Photo of Jill HallJill Hall (Shortland, Australian Labor Party) Share this | | Hansard source

I must say that I think the members on the other side of the House who have spoken to this motion should hang their heads in shame, because the decline in public housing and the blow-out in rental affordability did not happen under the Rudd Labor government, which has taken tangible steps to address the issue, unlike under the 12 long years of the Howard government. That was 12 long years of money for housing being pulled out of the states. I think it is an absolute disgrace that the previous government slashed $3.1 billion from the public housing budget—a 30 per cent cut in real funding.

I was actually a state member of parliament when the Howard government was elected. At the time of its election there was a waiting list for public housing, but within 12 months that waiting list had doubled. The severe cuts in funding by the Howard government have meant that social housing stock has not kept up with the growth in population. In my electorate there is a 13-year wait for public housing. That has been the case for a very long period of time, and it occurred under the Howard government. And then members on the other side of this House come in and sanctimoniously move motions condemning the Rudd government for the shortage of public housing. It did not happen over night.

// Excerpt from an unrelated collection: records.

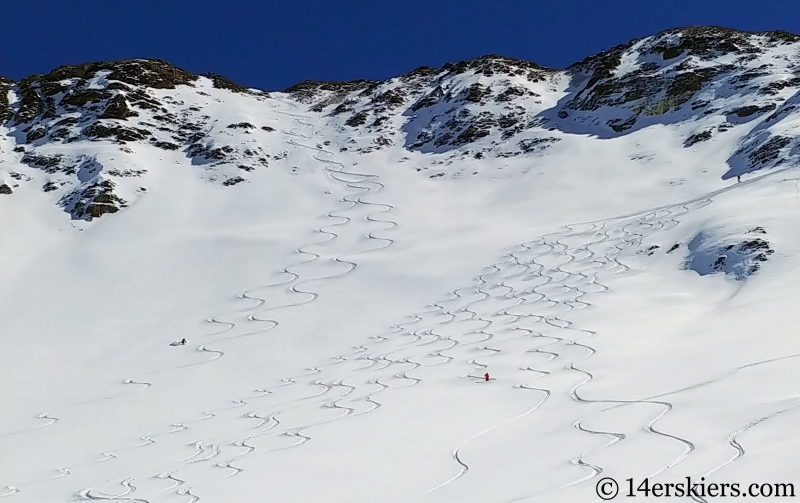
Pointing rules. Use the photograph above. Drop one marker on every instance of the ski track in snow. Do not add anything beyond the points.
(528, 292)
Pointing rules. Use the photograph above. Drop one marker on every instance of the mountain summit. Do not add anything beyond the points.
(707, 80)
(486, 282)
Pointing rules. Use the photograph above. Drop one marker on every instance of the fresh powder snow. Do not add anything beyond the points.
(213, 293)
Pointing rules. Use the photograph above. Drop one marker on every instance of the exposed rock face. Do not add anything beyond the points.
(712, 80)
(740, 258)
(684, 70)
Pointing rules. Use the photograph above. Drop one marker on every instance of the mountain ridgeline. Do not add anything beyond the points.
(73, 133)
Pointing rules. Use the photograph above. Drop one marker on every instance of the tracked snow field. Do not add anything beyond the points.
(636, 314)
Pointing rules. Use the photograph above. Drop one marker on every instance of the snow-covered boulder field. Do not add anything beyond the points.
(213, 293)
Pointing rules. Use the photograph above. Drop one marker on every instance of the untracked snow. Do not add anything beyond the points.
(342, 296)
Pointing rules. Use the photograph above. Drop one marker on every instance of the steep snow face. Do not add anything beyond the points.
(703, 81)
(347, 260)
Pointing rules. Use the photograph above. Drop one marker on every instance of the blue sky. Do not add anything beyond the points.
(274, 44)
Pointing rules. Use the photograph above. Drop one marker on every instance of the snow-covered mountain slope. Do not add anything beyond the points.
(346, 260)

One of the things this government has done is work with the states and territories. The Rudd government will bring together all funding for affordable housing under the new affordable housing agreement. The new agreement will at least maintain the funding levels of the program that is in place—something that did not happen under the previous government.

I notice that another part of the motion that has been put to the parliament by the members opposite calls for rental assistance to be increased. Simply increasing rental assistance in this climate will do nothing to address the supply problem. It is likely that the money would go straight into the pockets of the landlords.

In the electorate of Shortland, which falls within the Lake Macquarie area, there is currently a two per cent vacancy rate. One of the previous speakers from the other side said that a three per cent vacancy rate was thought to be a tight market, so you can just imagine how difficult it is for people to find accommodation within the Lake Macquarie area. And this situation has developed under the previous government. The Rudd government recognised the fact that there was a real problem with housing in Australia, and that is why we introduced measures such as the National Rental Affordability Scheme. That legislation was debated in this House in the last sitting week.

Photo of Dick AdamsDick Adams (Lyons, Australian Labor Party) Share this | | Hansard source

Order! The time allotted for this debate has expired. The debate is adjourned and the resumption of the debate will be made an order of the day for the next sitting.